Dari sudut pandang konseptual, situasi dengan gangguan multifaktorial lebih kompleks. Namun, jangkauan dan kompleksitasnya sangat berbeda; tujuan nutrigenetika bertujuan untuk mendeteksi kecenderungan untuk semua penyakit dengan komponen genetik, dan untuk menyediakan alat untuk pencegahannya beberapa dekade sebelum penyakit itu dapat dimanifestasikan, alih-alih mendeteksi dan mencegah gangguan monogenik dengan prevalensi yang sangat langka. Apakah ini layak masih harus dilihat. Untuk saat ini, pengetahuan ini dikembangkan dari beberapa studi intervensi kecil yang menyediakan kumpulan temuan observasional yang umumnya menunjukkan sedikit konsistensi. Nutrigenetika perlu bergerak maju dengan nutrigenomik untuk menerjemahkan temuan pengamatan ke dalam mekanisme molekuler. Untuk mencapai tujuan ambisius ini, perlu untuk bergerak ke arah strategi yang akan menghasilkan temuan yang lebih kuat.

Singkatnya, genomik nutrisi akan menjadi kekuatan pendorong penelitian nutrisi masa depan, dan memiliki potensi untuk mengubah pencegahan dan terapi penyakit diet dan memiliki dampak besar pada kesehatan masyarakat. Namun, kompleksitas tujuan yang ditetapkan untuk genomik nutrisi sangat besar, dan pencapaiannya akan membutuhkan pemecahan banyak cetakan penelitian tradisional dan mencari integrasi berbagai disiplin ilmu dan laboratorium yang bekerja secara terkoordinasi. Terlepas dari kesulitan yang dijelaskan, bukti awal dengan kuat menunjukkan bahwa konsep tersebut akan berhasil dan bahwa dengan menggunakan alat perilaku yang didasarkan pada nutrisi, kita akan dapat memanfaatkan informasi yang terkandung dalam genom kita untuk mencapai penuaan yang sukses.

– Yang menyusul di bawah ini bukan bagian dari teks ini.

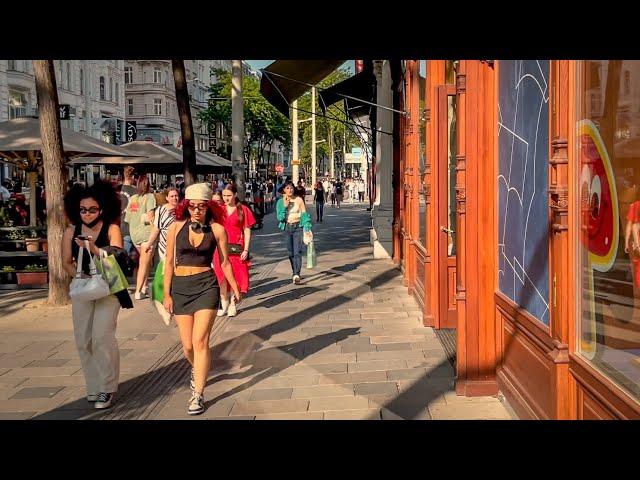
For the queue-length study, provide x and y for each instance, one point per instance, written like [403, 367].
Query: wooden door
[446, 205]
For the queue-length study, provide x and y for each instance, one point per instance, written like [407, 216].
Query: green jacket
[281, 215]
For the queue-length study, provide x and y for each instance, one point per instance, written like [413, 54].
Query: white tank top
[293, 213]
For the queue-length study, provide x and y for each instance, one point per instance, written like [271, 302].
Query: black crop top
[101, 241]
[188, 255]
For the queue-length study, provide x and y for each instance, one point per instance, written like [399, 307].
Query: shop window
[608, 185]
[422, 156]
[523, 163]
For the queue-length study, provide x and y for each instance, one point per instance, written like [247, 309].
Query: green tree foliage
[330, 127]
[264, 125]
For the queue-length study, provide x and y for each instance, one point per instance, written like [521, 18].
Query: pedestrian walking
[95, 214]
[164, 216]
[191, 290]
[293, 219]
[319, 197]
[238, 221]
[139, 215]
[361, 190]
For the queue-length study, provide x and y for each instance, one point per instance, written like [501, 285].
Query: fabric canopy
[160, 159]
[281, 81]
[360, 86]
[22, 135]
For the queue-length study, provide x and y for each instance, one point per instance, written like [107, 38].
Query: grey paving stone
[271, 394]
[376, 388]
[16, 415]
[36, 392]
[384, 347]
[49, 362]
[338, 403]
[365, 414]
[269, 406]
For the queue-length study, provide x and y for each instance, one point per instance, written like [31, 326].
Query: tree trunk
[54, 177]
[186, 124]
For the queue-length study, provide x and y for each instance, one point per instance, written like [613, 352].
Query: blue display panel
[523, 225]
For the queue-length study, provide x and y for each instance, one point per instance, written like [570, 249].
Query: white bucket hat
[198, 191]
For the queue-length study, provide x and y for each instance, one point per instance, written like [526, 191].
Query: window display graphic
[599, 200]
[523, 206]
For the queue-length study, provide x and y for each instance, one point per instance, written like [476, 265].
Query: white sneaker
[224, 302]
[105, 400]
[232, 307]
[196, 404]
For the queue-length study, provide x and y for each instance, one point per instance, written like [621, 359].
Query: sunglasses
[199, 206]
[91, 210]
[199, 228]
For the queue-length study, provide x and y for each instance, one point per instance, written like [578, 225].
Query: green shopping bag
[157, 293]
[112, 273]
[312, 261]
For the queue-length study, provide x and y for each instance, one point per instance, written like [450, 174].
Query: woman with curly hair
[191, 290]
[95, 213]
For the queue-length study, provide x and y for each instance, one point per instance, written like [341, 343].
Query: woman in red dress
[237, 223]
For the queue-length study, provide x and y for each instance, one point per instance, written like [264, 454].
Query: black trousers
[319, 211]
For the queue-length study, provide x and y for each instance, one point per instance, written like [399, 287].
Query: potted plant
[17, 235]
[8, 275]
[33, 241]
[33, 275]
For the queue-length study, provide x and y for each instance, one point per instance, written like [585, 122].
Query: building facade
[93, 90]
[151, 99]
[516, 223]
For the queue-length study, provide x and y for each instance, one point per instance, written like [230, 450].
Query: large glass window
[422, 156]
[608, 152]
[523, 206]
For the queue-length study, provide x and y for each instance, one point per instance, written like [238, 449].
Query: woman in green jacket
[293, 219]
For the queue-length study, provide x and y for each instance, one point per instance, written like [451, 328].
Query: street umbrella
[21, 145]
[160, 159]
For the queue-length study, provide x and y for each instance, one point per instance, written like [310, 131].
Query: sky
[258, 64]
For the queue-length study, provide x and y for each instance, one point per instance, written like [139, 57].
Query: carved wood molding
[560, 352]
[461, 83]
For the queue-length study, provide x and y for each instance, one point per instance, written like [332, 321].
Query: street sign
[131, 131]
[64, 111]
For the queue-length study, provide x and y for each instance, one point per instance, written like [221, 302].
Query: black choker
[94, 223]
[199, 228]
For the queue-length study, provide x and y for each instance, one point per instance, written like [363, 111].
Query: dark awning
[361, 86]
[280, 83]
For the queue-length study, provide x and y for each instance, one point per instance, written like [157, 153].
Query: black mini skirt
[195, 292]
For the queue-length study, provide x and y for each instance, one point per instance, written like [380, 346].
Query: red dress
[235, 234]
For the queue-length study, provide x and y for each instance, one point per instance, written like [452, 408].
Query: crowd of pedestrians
[202, 235]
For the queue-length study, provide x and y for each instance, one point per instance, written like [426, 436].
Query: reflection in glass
[608, 143]
[422, 157]
[451, 174]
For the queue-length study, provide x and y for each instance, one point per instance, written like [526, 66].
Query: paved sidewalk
[347, 343]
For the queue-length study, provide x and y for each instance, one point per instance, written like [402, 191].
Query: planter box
[8, 278]
[33, 245]
[32, 278]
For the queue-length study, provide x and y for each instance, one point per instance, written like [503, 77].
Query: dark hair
[231, 187]
[214, 213]
[143, 185]
[129, 172]
[102, 192]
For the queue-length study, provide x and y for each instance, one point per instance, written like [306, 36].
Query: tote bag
[87, 289]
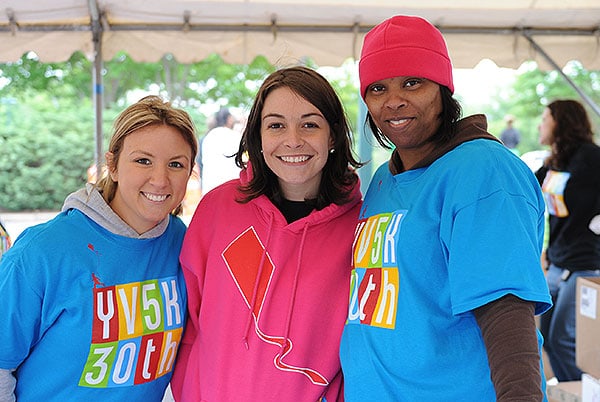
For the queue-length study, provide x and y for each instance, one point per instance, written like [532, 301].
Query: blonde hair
[148, 111]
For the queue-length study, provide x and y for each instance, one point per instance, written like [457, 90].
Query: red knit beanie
[404, 46]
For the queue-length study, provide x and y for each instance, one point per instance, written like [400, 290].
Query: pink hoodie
[271, 333]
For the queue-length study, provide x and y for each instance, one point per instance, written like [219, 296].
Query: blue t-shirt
[89, 315]
[433, 244]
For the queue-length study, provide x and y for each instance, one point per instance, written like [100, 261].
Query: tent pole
[97, 84]
[583, 95]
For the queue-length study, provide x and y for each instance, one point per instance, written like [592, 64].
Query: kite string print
[252, 269]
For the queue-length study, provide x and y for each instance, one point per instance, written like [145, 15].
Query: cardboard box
[590, 388]
[587, 348]
[567, 391]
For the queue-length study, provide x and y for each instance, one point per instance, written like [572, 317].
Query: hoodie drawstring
[288, 320]
[256, 283]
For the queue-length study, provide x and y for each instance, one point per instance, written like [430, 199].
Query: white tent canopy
[285, 31]
[509, 32]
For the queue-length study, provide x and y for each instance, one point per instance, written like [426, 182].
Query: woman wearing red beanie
[446, 278]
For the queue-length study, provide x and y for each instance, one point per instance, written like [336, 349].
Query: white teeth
[154, 197]
[294, 159]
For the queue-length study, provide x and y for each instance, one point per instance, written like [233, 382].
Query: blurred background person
[570, 179]
[510, 136]
[217, 150]
[96, 296]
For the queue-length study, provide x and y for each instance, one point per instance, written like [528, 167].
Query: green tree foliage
[47, 115]
[47, 139]
[532, 90]
[46, 145]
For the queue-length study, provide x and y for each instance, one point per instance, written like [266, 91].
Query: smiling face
[295, 142]
[406, 110]
[152, 174]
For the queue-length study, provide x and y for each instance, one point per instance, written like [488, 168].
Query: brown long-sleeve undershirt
[509, 333]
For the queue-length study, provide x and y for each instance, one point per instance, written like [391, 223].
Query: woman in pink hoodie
[267, 257]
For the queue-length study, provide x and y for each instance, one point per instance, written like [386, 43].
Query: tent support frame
[545, 55]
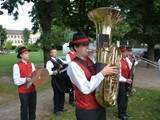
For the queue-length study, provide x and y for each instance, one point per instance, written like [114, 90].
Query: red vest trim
[125, 71]
[83, 101]
[25, 71]
[72, 56]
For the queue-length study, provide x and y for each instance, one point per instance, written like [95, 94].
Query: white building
[16, 37]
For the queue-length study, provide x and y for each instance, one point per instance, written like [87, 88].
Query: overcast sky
[23, 20]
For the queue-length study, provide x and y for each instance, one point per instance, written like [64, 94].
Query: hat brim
[18, 56]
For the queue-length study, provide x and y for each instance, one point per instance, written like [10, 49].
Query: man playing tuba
[83, 76]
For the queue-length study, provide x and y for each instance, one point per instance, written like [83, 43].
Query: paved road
[11, 110]
[146, 78]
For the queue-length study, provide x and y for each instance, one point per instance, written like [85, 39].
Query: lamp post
[0, 36]
[1, 12]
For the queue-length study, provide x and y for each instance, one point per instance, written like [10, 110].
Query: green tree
[143, 18]
[42, 15]
[26, 34]
[8, 45]
[3, 36]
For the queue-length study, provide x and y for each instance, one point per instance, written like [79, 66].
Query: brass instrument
[105, 19]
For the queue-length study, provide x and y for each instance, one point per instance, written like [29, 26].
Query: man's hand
[55, 72]
[129, 81]
[108, 70]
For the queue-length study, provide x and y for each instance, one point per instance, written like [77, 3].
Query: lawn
[144, 104]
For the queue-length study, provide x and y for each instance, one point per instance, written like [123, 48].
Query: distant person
[53, 65]
[69, 57]
[134, 60]
[85, 80]
[22, 71]
[124, 80]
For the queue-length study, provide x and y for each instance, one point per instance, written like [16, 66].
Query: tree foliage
[26, 35]
[3, 36]
[8, 45]
[143, 18]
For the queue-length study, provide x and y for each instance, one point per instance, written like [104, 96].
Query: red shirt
[84, 101]
[25, 71]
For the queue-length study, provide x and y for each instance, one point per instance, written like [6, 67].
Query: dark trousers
[28, 105]
[58, 97]
[95, 114]
[122, 99]
[71, 96]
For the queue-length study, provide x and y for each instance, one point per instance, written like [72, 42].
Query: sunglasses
[84, 44]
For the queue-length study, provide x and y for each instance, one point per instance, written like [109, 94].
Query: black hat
[122, 48]
[21, 50]
[129, 49]
[70, 44]
[79, 37]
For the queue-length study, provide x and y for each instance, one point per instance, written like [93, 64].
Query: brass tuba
[105, 19]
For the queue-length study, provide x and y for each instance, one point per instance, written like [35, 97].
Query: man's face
[124, 54]
[82, 50]
[53, 53]
[129, 53]
[25, 55]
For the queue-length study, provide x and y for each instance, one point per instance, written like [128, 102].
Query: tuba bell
[105, 20]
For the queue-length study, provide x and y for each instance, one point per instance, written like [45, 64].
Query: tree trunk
[150, 53]
[45, 13]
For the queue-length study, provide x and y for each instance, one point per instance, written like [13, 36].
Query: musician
[134, 61]
[125, 66]
[69, 57]
[22, 71]
[85, 80]
[53, 66]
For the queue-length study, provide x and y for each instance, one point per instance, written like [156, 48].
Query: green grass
[143, 105]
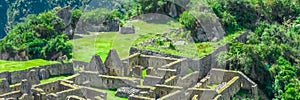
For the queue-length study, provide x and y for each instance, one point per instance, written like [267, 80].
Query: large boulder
[125, 92]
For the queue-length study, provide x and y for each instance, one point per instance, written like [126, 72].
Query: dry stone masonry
[138, 77]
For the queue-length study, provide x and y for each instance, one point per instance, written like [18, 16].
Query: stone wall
[14, 94]
[202, 94]
[64, 94]
[79, 64]
[103, 81]
[154, 61]
[219, 75]
[51, 70]
[163, 90]
[230, 89]
[152, 80]
[188, 80]
[177, 95]
[134, 97]
[4, 86]
[204, 64]
[92, 93]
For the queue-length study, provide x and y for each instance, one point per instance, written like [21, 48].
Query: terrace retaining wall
[53, 70]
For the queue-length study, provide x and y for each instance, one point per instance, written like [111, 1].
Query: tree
[41, 36]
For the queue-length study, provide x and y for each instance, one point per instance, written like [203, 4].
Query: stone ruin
[137, 77]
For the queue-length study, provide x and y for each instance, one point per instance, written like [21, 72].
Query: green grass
[100, 44]
[192, 50]
[22, 65]
[54, 78]
[212, 86]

Dampak diet terhadap kesehatan kita

Bukti bahwa diet adalah faktor lingkungan utama yang mempengaruhi kejadian banyak penyakit kronis sangat banyak. Besaran pasti dari kontribusi ini sulit untuk dinilai, tetapi pengurangan 35% pada insiden standar usia kanker di Amerika Serikat telah telah diusulkan untuk dapat dicapai melalui “cara diet yang praktis.” Jelas, ada potensi manfaat sosial ekonomi yang sangat besar melalui karakterisasi yang berhasil dan eksploitasi faktor promosi kesehatan dalam makanan. Spektrum populasi yang dapat memperoleh manfaat dari penelitian semacam itu akan bergantung pada bagaimana informasi tersebut digunakan oleh para ilmuwan, industri makanan, dan pembuat kebijakan.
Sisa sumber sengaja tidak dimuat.